Burmistrz Toronto znowu w opałach. W sieci krąży kompromitujące wideo


W internecie ukazało się we wtorek nowe wideo kompromitujące kontrowersyjnego burmistrza Toronto Roba Forda. Ford potwierdził, że to on jest na tym nagraniu i że wówczas "trochę wypił".

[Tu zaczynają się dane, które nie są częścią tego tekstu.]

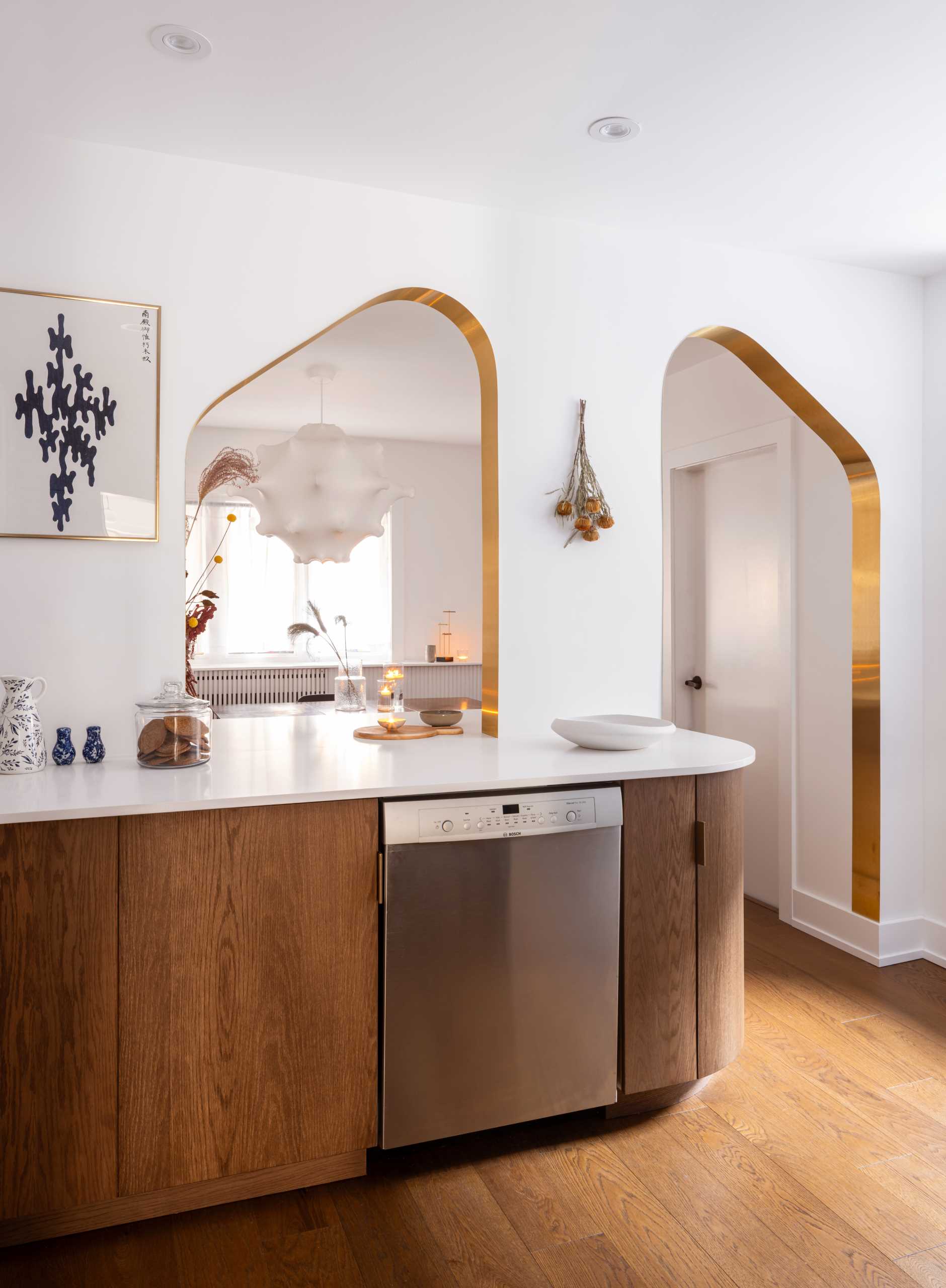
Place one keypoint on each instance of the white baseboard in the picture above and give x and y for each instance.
(880, 943)
(836, 925)
(935, 942)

Na nagraniu umieszczonym w popularnym serwisie YouTube widać Forda bełkoczącego coś mało zrozumiale w restauracji fast food i usiłującego najwidoczniej naśladować angielski akcent używany na Jamajce. Burmistrz wyraźnie miał kłopoty z samokontrolą; chodził po restauracji mówiąc coś o nadzorze policji i wykrzykiwał obraźliwe sformułowania pod adresem szefa policji w Toronto Billa Blaira. Ford był już "bohaterem" podobnych nagrań w listopadzie ub. r. Przyznał się wówczas m.in. do zażywania narkotyków.

"Tak, trochę wypiłem"

We wtorek, nagabywany przez dziennikarzy, powiedział, iż wideo pochodzi z poprzedniego wieczoru. Przyznał również, że "trochę wypił". Kategorycznie zaznaczył jednak, że wideo powstało w czasie wolnym, w takcie spotkania z przyjaciółmi, a "to, co robi prywatnie, nie powinno nikogo interesować". Dodał, że nie sądzi, aby kogokolwiek obraził. - Takim językiem mówię z moimi przyjaciółmi - powiedział. Po listopadowych "wyczynach" burmistrza wielu mieszkańców Toronto domagało się jego ustąpienia, ale Ford stanowczo odmówił. Rada miejska Toronto pozbawiła Forda większości uprawnień, ale nie mogła go odwołać, bowiem nie był skazany za żadne przestępstwo.